One day, while searching for classic vinyl records in the thrift shops of Carrboro and Chapel Hill, I was treated to one of those serendipitous, magical moments that make you think the universe has a fun side after all.
I wish I could post her photo here as proof, but I opened our conversation with that old line, "Don't I know you from somewhere else?" You can imagine the awkward response if I'd then asked to take a selfie with her.
As Maggie made my coffee, I was struck by the thought, like a bolt from the blue, that life is absurdly unfair. Stay with me for a moment and consider, for example, that some remarkable musicians become World Party, while others become Fields of Mars. Not that there's anything wrong with the Fields. A fine, deserving group of musicians in my opinion, but I think you see my point.
Still, some Gyllenhaals become movie stars while others become baristas. This cosmic imbalance weighed heavily on my mind as I collected the coffee and took a table outside in the sun, but not too near the street.
My thoughts drifted into the void while I mused on the words of the Buddha, "All things are..." how does it go? Begins with an 'I.' Imperfect? Improbable? It's a word meaning things don't last forever.
As I said, I was lost in the void until awakened by another thought, one of many that arose like shiny, multicolored soap bubbles. Impertinent! No, that's not it, either. Give me a moment. Where was I?
Oh yes, another thought arose and this one reflected the iridescent words of Karl Wallinger. "What I see just makes me cry...clouding up the images of a perfect day."
So, how do I deal with the things that make me cry, like the Maggie / World Party shortcoming? That's my question. And after a lifetime of analyzing the thing, the best answer I've come up with is that one must simply find a way of accepting the situation and get on with it.

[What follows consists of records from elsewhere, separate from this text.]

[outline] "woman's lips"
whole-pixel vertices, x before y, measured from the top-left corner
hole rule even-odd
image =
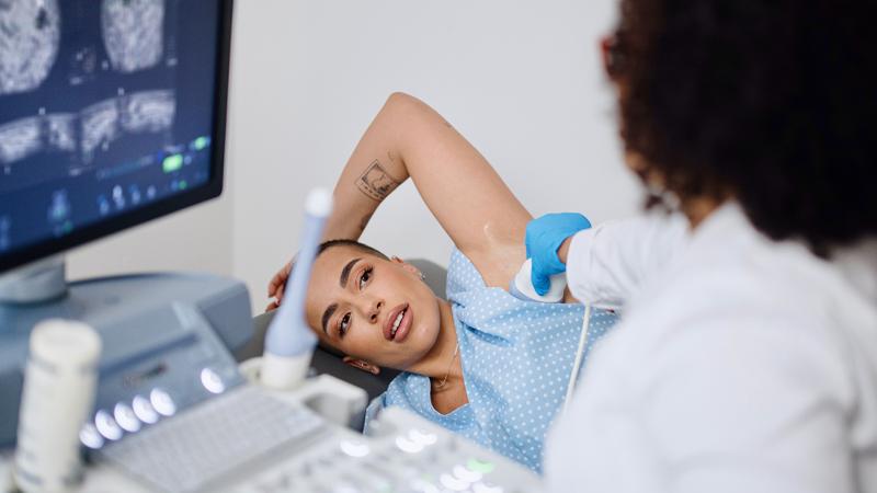
[[[399,329],[396,330],[396,336],[392,337],[394,342],[400,343],[405,341],[405,339],[408,336],[408,333],[411,332],[411,322],[413,321],[413,310],[411,310],[411,307],[408,307],[405,316],[402,316],[402,321],[399,322]]]
[[[384,321],[384,328],[383,328],[384,339],[386,339],[387,341],[392,341],[395,339],[392,333],[392,326],[396,324],[396,319],[398,319],[399,314],[405,312],[406,309],[408,309],[408,303],[402,303],[390,310],[389,313],[387,313],[387,320]],[[399,326],[401,328],[401,321],[399,322]],[[398,335],[398,333],[396,335]]]

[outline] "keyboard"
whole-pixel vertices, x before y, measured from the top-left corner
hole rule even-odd
[[[241,386],[104,447],[96,458],[161,491],[209,491],[244,466],[306,448],[326,433],[312,411]]]

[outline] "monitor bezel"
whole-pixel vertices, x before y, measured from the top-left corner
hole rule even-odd
[[[207,183],[181,192],[155,204],[149,204],[117,217],[82,227],[58,238],[26,245],[0,255],[0,275],[41,259],[57,255],[72,248],[109,237],[144,222],[168,216],[195,204],[218,197],[225,181],[226,119],[228,105],[228,77],[231,56],[231,20],[234,0],[220,2],[217,32],[216,78],[214,87],[213,134],[210,136],[210,179]]]

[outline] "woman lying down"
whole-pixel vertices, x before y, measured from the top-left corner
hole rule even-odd
[[[372,214],[411,177],[455,244],[447,301],[417,267],[355,240]],[[308,324],[378,374],[402,370],[366,412],[398,405],[535,471],[560,410],[585,307],[512,297],[531,215],[485,158],[435,111],[394,94],[356,146],[334,188],[334,209],[314,264]],[[287,264],[269,295],[281,299]],[[572,301],[567,297],[565,301]],[[269,306],[275,308],[276,301]],[[592,309],[583,354],[615,322]]]

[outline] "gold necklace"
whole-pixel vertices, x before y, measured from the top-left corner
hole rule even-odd
[[[454,366],[454,362],[457,359],[457,353],[459,352],[459,342],[457,342],[457,346],[454,347],[454,356],[451,358],[451,363],[447,365],[447,371],[445,371],[445,378],[442,379],[438,383],[433,383],[432,387],[435,390],[442,390],[447,383],[447,377],[451,376],[451,367]]]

It’s not as grim as it sounds! Often, the things I think are disasters turn out to be blessings in disguise. Not always—I’m no Pollyanna—but enough to give me hope.

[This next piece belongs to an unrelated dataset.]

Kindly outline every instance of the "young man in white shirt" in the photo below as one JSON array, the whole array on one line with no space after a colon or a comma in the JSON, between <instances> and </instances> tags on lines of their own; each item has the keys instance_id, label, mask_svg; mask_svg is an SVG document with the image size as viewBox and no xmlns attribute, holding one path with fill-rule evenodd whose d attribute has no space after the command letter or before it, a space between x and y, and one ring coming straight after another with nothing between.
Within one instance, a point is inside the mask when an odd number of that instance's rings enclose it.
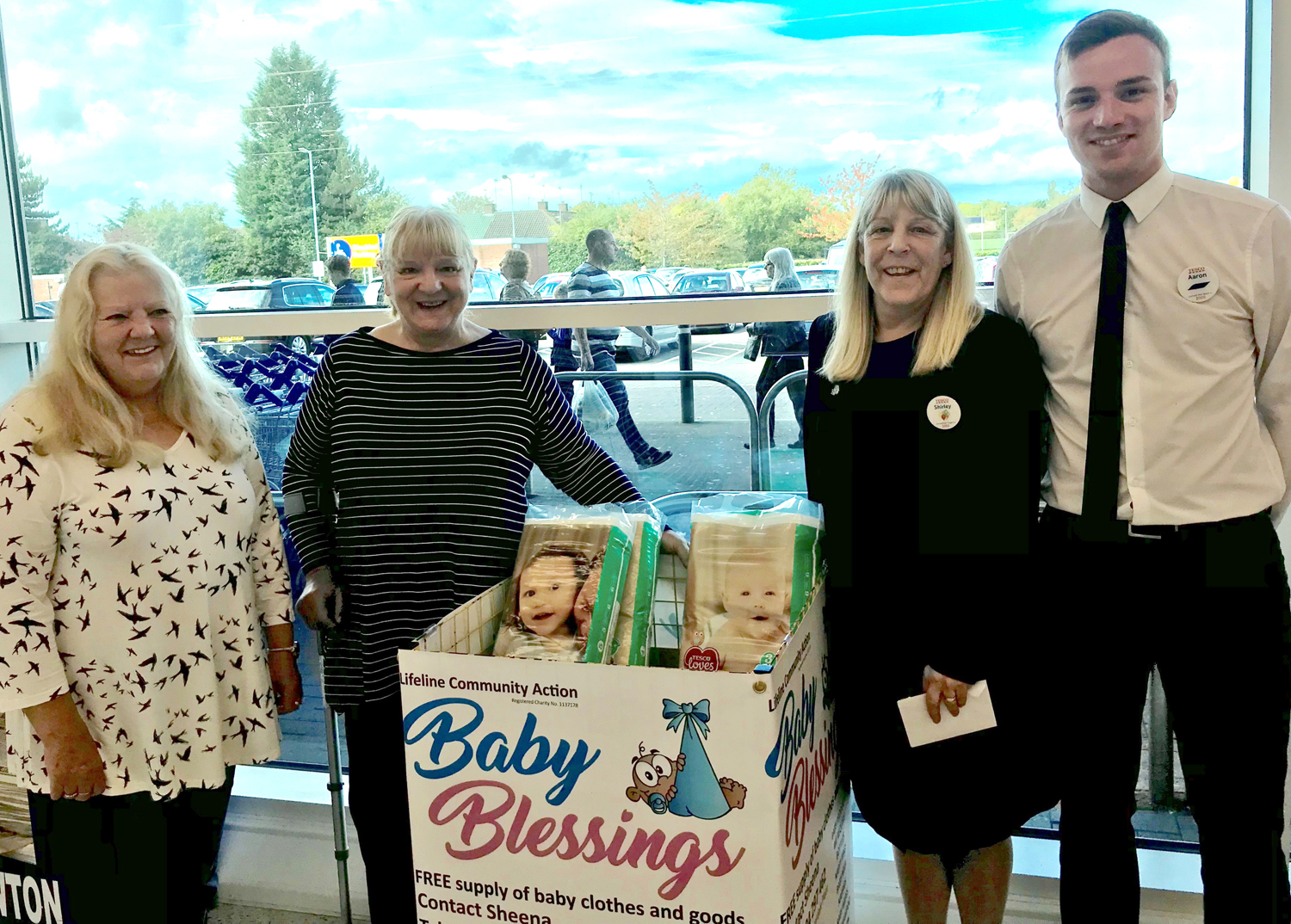
<instances>
[{"instance_id":1,"label":"young man in white shirt","mask_svg":"<svg viewBox=\"0 0 1291 924\"><path fill-rule=\"evenodd\" d=\"M1130 816L1155 666L1206 920L1287 921L1291 216L1166 166L1179 93L1150 21L1082 19L1055 89L1081 194L1010 241L995 286L1050 382L1035 572L1062 652L1042 693L1065 737L1062 919L1139 919Z\"/></svg>"}]
</instances>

Looking back over my life, I realize that the best scenarios came to me accidentally. My best plans never worked the way I hopped--but the accidents--ahh, that's where the magic was found.
This perspective isn’t exactly warm and fuzzy—it requires a willingness to embrace a little risk. But here’s the thing: it’s much easier to face life’s curveballs with a tribe by your side. And The Cicurlar Journey is always here for you.
Do you need a sympathetic ear to share the absurdities of Life? Simply leave a comment. Are you looking for someone to be by your side, you have them. You may not have met them yet but they're all around you.
You only need to remain open-minded and accept help no matter the source. If you do that, you will attract people to you. And that, my friend, makes all the difference.
I was taught a little slogan to remind me that my tribe is out there looking for me--alone I may fail, but together we will succeed.
Give it a try. You've got little to lose. Stop judging, stop criticizing, and accept the help that's offered. You are not alone.
Impermanent! That's what the Buddha said. I knew I'd think of it. I've been working crossword puzzles to improve my memory.